Jones was known to be carrying a dismantled rifle in his backpack at the time of his disappearance, but the rifle has never been found. It is a .22 calibre Voere rifle, serial number 257435; and the stock was stained dark red.

==Renewed hope of major breakthrough==
On 8 February 2014, Mahony announced that "fresh and credible" information linking Jones to a country town in northwest Queensland had sparked renewed hope of a major breakthrough. Further updates about the breakthrough were given on 10 February 2014 by Townsville Detective Acting Superintendent Cheryl Scanlon, who announced that a team of detectives was heading to Hughenden to speak with people who lived and worked in the town the year Jones disappeared. On 12 February, Scanlon said new information had indicated Jones may have been murdered at Hughenden.

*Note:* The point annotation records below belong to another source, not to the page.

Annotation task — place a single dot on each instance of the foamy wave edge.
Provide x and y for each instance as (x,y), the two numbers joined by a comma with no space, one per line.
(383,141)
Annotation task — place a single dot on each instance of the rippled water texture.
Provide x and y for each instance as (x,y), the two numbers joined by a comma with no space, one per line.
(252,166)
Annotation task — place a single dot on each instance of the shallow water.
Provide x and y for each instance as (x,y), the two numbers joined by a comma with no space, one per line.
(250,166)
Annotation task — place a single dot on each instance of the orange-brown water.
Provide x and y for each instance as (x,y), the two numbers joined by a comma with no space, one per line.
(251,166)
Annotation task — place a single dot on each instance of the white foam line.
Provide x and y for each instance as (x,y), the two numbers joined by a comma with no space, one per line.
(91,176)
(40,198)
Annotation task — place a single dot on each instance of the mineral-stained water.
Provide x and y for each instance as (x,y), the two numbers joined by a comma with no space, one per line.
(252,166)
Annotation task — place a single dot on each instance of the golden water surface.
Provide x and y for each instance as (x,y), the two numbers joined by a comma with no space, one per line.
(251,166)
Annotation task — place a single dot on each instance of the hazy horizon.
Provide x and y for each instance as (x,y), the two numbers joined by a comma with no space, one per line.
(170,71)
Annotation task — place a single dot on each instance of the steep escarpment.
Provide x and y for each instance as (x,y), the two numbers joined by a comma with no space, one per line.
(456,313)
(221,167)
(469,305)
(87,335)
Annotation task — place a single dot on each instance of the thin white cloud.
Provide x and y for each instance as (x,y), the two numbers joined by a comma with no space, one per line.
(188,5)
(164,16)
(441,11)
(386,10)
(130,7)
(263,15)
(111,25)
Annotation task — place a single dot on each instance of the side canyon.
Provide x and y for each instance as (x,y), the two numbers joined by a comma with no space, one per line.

Hughenden first became a place of interest in December 1982 when at least five people from the area alleged that on the weekend of 12–14 November, they talked with a young hitchhiker who bore a resemblance to Jones. Police collected statements and made further inquiries around town. It transpired that one sighting referred to a young man of Aboriginal descent; another to an Italian tourist. The others were about a man with a full beard. One witness said she had talked with Jones at the Grand Hotel around 8.00 pm on 12 November and that he was identical to the photograph of Jones, including what she called the "Abraham Lincoln-style" beard. The fact that Jones had shaved his beard off a few days before his disappearance, as well as the elapse of time and failure to access his bank account or contact his family or girlfriend in that time, meant that all the Hughenden sightings were subsequently dismissed by the lead investigator, Det. Chris Lill, and by Coroner Fisher in the 2002 coronial inquest.

==Missing Persons Week==
Jones' disappearance was the inspiration and catalyst for the establishment of Australia's National Missing Persons Week in 1988. The inaugural Missing Persons Week was launched with a memorial service at the Holy Spirit Church in Townsville, after which the city's mayor planted a tree in commemoration of Jones. Missing Persons Week is now held every year in Australia in the first week of August to highlight the plight of missing persons and their families.

==Cold case playing cards==
In February 2008, more than 500 decks of cold case playing cards were distributed to inmates at several Queensland prisons in the hope that significant crimes could be solved if prisoners revealed information after being prompted by the cards. Details of Jones could be found on the two of spades.